- Born: 11 December 1955 (age 70) Orléans
- Awards: Chevalier de la Légion d'honneur Officer of the Ordre des Palmes Académiques
- Scientific career
- Fields: Quantum mechanics

= Jean-Michel Raimond =

French physicist (born 1955)

Jean-Michel Raimond (born in Orléans) is a French physicist working in the field of quantum mechanics.

== Biography ==
Raimond enrolled at the École normale supérieure (rue d'Ulm) (ENS) in 1975. After graduating with a DEA in atomic and molecular physics, his first research work was in superradiance and Rydberg atoms.

He became Research Associate and Research Fellow at the Centre national de la recherche scientifique (CNRS), working under Serge Haroche towards his 1984 thesis Propriétés radiatives des atomes de Rydberg dans une cavité résonnante ("Radiative properties of Rydberg atoms in a resonant cavity").

Since 1988, he has taught at the Université Pierre-et-Marie-Curie.

From 1994 to 1999, he was a junior member of the Institut universitaire de France.

From 2001 to 2011, he was a senior member and held the chair of quantum optics.

From 2004 to 2009, he was head of the Department of Physics at the École normale supérieure (rue d'Ulm).

Raimond specialised in atomic physics and quantum optics as a member of the Kastler-Brossel Laboratory in the Groupe d'Électrodynamique Quantique en Cavité, which he ran with the 2012 Nobel Prize winner Serge Haroche and Michel Brune.

He became interested in Rydberg atoms, because their relatively large size and sensitivity to microwave radiation makes them particularly suited to studies of matter/energy interaction.
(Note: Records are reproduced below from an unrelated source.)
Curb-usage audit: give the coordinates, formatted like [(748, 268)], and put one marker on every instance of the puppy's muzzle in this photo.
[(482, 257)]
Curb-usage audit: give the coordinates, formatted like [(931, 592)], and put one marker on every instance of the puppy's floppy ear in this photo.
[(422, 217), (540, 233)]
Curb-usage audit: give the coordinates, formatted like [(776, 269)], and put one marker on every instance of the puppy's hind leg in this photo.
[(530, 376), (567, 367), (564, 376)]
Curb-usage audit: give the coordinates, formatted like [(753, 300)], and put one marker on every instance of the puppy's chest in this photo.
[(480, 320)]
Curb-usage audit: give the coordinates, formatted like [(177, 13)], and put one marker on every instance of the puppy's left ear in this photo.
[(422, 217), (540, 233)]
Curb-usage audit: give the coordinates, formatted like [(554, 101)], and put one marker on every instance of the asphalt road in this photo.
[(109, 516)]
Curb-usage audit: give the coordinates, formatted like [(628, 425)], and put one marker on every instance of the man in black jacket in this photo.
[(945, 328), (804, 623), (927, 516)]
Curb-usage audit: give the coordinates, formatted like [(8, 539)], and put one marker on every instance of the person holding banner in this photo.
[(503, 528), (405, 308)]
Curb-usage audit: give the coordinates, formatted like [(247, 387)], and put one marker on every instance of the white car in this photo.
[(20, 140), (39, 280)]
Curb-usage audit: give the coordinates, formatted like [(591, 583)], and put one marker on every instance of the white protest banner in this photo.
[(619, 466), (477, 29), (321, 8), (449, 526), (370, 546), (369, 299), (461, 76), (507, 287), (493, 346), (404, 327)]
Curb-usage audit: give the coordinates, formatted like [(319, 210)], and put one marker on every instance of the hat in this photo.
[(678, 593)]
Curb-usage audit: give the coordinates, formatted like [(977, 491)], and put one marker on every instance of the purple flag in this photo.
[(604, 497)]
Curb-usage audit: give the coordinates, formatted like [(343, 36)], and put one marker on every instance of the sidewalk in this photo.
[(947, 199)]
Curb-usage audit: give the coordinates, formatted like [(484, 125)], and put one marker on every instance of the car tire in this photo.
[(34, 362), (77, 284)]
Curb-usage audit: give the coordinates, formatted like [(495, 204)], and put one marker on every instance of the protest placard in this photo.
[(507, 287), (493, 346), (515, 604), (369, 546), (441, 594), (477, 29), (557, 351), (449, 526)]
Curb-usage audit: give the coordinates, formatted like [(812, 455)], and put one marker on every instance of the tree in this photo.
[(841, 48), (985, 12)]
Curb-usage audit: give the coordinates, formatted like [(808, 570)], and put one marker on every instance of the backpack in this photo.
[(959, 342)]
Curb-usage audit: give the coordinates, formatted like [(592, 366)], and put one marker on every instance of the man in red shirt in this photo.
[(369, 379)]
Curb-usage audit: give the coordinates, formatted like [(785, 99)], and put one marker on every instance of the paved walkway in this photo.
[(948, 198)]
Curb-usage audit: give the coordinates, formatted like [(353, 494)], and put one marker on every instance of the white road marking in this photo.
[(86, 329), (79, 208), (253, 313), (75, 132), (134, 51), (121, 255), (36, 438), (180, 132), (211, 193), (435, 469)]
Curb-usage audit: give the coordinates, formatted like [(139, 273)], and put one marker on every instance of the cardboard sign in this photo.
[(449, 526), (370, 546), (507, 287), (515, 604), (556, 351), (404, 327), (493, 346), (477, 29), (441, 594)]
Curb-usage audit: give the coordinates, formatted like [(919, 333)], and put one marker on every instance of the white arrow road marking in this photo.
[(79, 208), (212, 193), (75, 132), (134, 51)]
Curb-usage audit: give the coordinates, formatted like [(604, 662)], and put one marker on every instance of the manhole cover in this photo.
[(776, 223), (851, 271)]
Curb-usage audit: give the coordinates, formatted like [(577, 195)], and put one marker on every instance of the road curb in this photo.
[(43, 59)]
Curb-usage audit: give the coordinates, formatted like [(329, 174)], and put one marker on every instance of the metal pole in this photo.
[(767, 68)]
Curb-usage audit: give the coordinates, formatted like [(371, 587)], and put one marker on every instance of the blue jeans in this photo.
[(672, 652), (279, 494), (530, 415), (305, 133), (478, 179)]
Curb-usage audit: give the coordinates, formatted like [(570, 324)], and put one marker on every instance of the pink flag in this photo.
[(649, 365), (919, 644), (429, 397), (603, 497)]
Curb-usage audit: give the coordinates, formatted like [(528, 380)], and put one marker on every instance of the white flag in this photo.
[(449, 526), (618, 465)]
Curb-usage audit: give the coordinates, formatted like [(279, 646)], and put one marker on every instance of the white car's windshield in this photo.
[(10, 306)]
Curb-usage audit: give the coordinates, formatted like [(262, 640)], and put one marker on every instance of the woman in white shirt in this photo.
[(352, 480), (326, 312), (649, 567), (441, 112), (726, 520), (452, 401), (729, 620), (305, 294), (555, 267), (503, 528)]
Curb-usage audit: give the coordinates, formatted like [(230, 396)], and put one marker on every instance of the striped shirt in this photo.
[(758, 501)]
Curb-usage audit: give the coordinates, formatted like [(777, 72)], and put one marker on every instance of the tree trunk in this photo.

He demonstrated that these atoms, coupled to superconducting cavities containing some photons, are ideal systems for testing the laws of quantum decoherence and for demonstrating the possibility of constructing the components of quantum logic, with promising results for their use in informatics.

His most recent work, quoted in the 2012 Nobel Prize-winning work, allows photons to be counted in the cavity without their being destroyed, thus directly demonstrating the quantum measurement problem. This ideal measure also helps combat quantum decoherence with a quantum feedback scheme which keeps the number of photons in the cavity constant.
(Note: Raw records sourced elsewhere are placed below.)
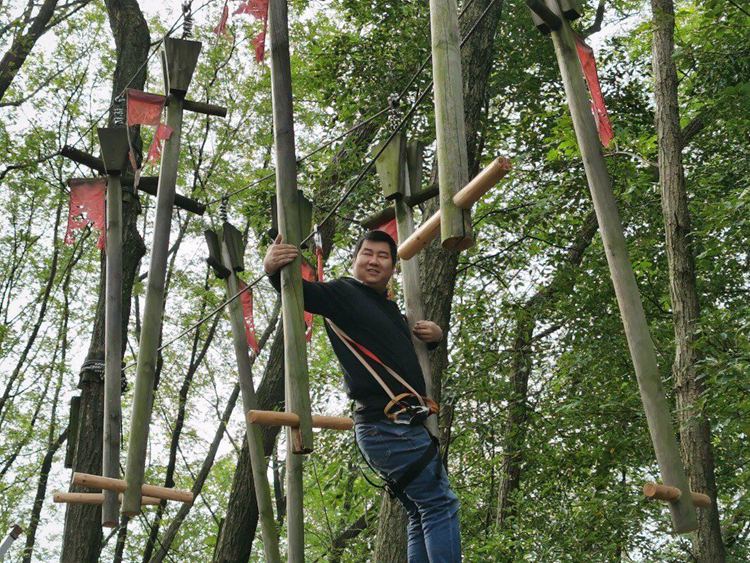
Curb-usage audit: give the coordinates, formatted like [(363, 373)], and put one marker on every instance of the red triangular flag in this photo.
[(144, 108), (390, 228), (603, 125), (221, 28), (86, 207), (246, 298), (163, 132)]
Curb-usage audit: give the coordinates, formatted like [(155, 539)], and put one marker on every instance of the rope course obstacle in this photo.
[(553, 17)]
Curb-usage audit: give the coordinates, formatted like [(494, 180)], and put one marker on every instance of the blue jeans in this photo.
[(433, 532)]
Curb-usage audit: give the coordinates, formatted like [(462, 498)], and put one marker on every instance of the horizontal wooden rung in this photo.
[(94, 498), (119, 485), (464, 198), (275, 418), (666, 493)]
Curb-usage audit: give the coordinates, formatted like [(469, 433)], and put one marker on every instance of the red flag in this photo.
[(603, 125), (319, 255), (308, 274), (389, 228), (246, 298), (221, 28), (144, 108), (260, 46), (163, 132), (86, 207), (256, 8)]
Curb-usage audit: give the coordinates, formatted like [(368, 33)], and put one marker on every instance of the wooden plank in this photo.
[(411, 283), (152, 313), (96, 498), (628, 296), (452, 160), (656, 491), (114, 146), (121, 486), (249, 401), (297, 392), (276, 418)]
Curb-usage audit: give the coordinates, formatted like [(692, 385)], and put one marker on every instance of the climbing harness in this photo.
[(413, 409)]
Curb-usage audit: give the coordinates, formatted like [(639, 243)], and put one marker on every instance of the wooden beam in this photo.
[(656, 491), (179, 56), (121, 486), (628, 296), (410, 276), (465, 198), (452, 159), (276, 418), (114, 147), (254, 437), (297, 391), (147, 184), (96, 498)]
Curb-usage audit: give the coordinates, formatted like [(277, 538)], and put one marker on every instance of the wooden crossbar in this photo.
[(275, 418), (119, 485), (95, 498), (464, 198), (665, 493)]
Raimond is the son of Michel Raimond, late professor of French literature at the Sorbonne.

==Awards==
- Prix Fernand Holweck by the Académie des sciences (1985)
- Grand prix Ampère de l'Électricité de France, given by the Académie des sciences, with M. Brune (1998)
- Grand Prix Jean-Ricard by the Société française de physique (2007)
- Gay-Lussac-Humboldt research award by the Fondation Alexander von Humboldt (2012)
- European Physical Society Edison-Volta prize (2014)
- Chevalier de la Légion d'honneur
- Officer of the Ordre des Palmes Académiques

==Principal publications==
- Brune, M. (1996). "Observing the Progressive Decoherence of the "Meter" in a Quantum Measurement" In this experiment, for the first time, wave function collapse was observed using quantum mechanical methods.
- Raimond, J. M. (2001). "Manipulating quantum entanglement with atoms and photons in a cavity"). Peer reviewed article describing in particular quantum logical operations.
- Haroche, S. (2006). "Exploring the Quantum: Atoms, Cavities, and photons"
- Gleyzes, S. (2007). "Quantum jumps of light recording the birth and death of a photon in a cavity" First ideal measurement (i.e. without quantum demolition) of the number of photons in a cavity.
- Guerlin, C. (2007). "Progressive field state collapse and quantum non demolition photon counting"
- Sayri, C. (2011). "Real time quantum feedback prepares and stabilizes photon number states" First demonstration of a quantum retroaction schema in a quantum continuum.